But that doesn’t necessarily mean your loved ones will be on the hook for paying off that debt. It can depend on a variety of factors, including exactly how you're related, how the account was set up, and even what state you live in.
Here's who has to pay when a person with credit card debt dies, as well as some potential steps you or your loved ones might need to take.
Who is responsible for a deceased person’s credit card debt?
When you die, you leave behind an estate, or net worth, which is the difference between your assets and liabilities. The executor of the estate — often named in a will, or else appointed by a court — will pay existing debts out of that estate, provided it's solvent.
But it gets a little more complicated if an estate doesn't have enough assets to pay off the debt. When it comes to credit card debt specifically:
Authorized users are not required to make credit card payments, whether the primary cardholder is alive or dead.
But living co-signers and joint account holders would have applied for the account with the decedent, so they would be responsible for the entire balance — regardless of who ran up that balance — if the decedent’s estate can’t cover it.
And in a community property state, credit card debt may be owed by a surviving spouse.
If you're not sure whether you fall into any of these categories, you may need to consult an attorney. But in short, if you aren’t a co-signer or joint account holder, or a spouse living in a community property state, you aren’t legally required to pay a deceased person’s credit card debt. It becomes the responsibility of the estate.
If you're not responsible for the credit card debt
You don't need to do much, other than hand off the debt to the executor of the estate, who'll determine whether there's enough to cover it.
If there's not, the lender is usually out of luck and ends up writing it off. Lenders can appeal an executor's determination here, but in effect, the credit card debt is likely to die with the borrower.
Of course, if you yourself are the executor, then you'll have plenty of other responsibilities to tend to — but they're largely administrative, not financial. An executor is not required to cover an estate's debts out of pocket.
If you are responsible for the credit card debt
You'll need to inform the credit card issuer of the account holder's death so that the account can be shut down and no further charges can be accrued. As proof, you'll likely need to submit a certified copy of the death certificate, along with any other documents the issuer may need in order to update records.
If you end up owing a large sum that you can't tackle immediately, you might consider looking into a balance transfer credit card, at least as a starting point. It can give you some interest-free breathing room as you determine the best way to pay off the debt.
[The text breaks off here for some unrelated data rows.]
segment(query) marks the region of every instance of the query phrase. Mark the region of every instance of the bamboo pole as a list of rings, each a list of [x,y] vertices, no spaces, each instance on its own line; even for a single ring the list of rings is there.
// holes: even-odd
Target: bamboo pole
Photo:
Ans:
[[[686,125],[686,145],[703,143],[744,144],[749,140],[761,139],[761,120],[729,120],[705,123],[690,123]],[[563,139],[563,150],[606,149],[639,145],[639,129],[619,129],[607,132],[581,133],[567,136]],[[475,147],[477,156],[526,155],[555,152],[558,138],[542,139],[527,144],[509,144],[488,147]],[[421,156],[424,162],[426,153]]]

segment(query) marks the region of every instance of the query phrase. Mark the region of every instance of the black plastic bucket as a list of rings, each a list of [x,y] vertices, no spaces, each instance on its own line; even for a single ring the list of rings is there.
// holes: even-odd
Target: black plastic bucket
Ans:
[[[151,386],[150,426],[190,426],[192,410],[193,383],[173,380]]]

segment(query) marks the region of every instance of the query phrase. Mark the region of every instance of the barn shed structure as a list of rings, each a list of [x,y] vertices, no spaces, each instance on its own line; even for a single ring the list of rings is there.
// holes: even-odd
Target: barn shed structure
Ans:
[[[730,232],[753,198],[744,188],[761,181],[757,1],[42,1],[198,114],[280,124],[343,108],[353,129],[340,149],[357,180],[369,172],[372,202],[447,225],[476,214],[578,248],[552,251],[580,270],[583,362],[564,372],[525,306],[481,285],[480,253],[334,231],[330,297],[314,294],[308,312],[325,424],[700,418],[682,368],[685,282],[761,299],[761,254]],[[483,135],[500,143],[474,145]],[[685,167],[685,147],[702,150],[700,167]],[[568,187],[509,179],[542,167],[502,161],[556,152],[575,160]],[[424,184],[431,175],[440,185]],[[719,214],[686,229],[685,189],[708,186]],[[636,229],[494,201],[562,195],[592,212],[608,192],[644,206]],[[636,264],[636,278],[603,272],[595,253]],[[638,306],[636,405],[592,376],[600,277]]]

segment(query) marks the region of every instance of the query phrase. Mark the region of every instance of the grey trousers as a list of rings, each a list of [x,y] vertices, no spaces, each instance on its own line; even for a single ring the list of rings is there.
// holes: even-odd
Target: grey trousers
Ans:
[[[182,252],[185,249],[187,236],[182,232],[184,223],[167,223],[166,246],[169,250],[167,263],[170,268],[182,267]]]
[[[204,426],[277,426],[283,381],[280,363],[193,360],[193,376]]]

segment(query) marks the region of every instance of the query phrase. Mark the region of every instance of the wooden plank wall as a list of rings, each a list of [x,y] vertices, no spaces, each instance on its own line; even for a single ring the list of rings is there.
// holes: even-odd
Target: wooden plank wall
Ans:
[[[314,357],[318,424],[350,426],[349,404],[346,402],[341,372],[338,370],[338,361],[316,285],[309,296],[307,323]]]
What to do about harassment from creditors?
Even if the debt responsibility doesn't fall to you, it doesn’t mean you won't be hassled to make credit card payments on behalf of a deceased loved one. Lenders may try to collect from you if the estate doesn't — or can't — pay out.
But regardless of whether you're actually liable for the debt, you can stop creditors from harassing you about it. Per the Fair Debt Collection Practices Act, you can send a letter to creditors informing them that you don’t wish to be contacted again. (Make a copy of such letters for recordkeeping.)
If the calls continue, report the misbehavior to:
And/or the Consumer Financial Protection Bureau.
It’s illegal for creditors to call you after you’ve specifically requested that they stop.
What to do with the credit cards themselves?
Once credit card debt is paid out of the estate, the credit card companies should write off any existing debt, and the cards should be destroyed.
You can do this yourself, or you can send the cards back to the issuer.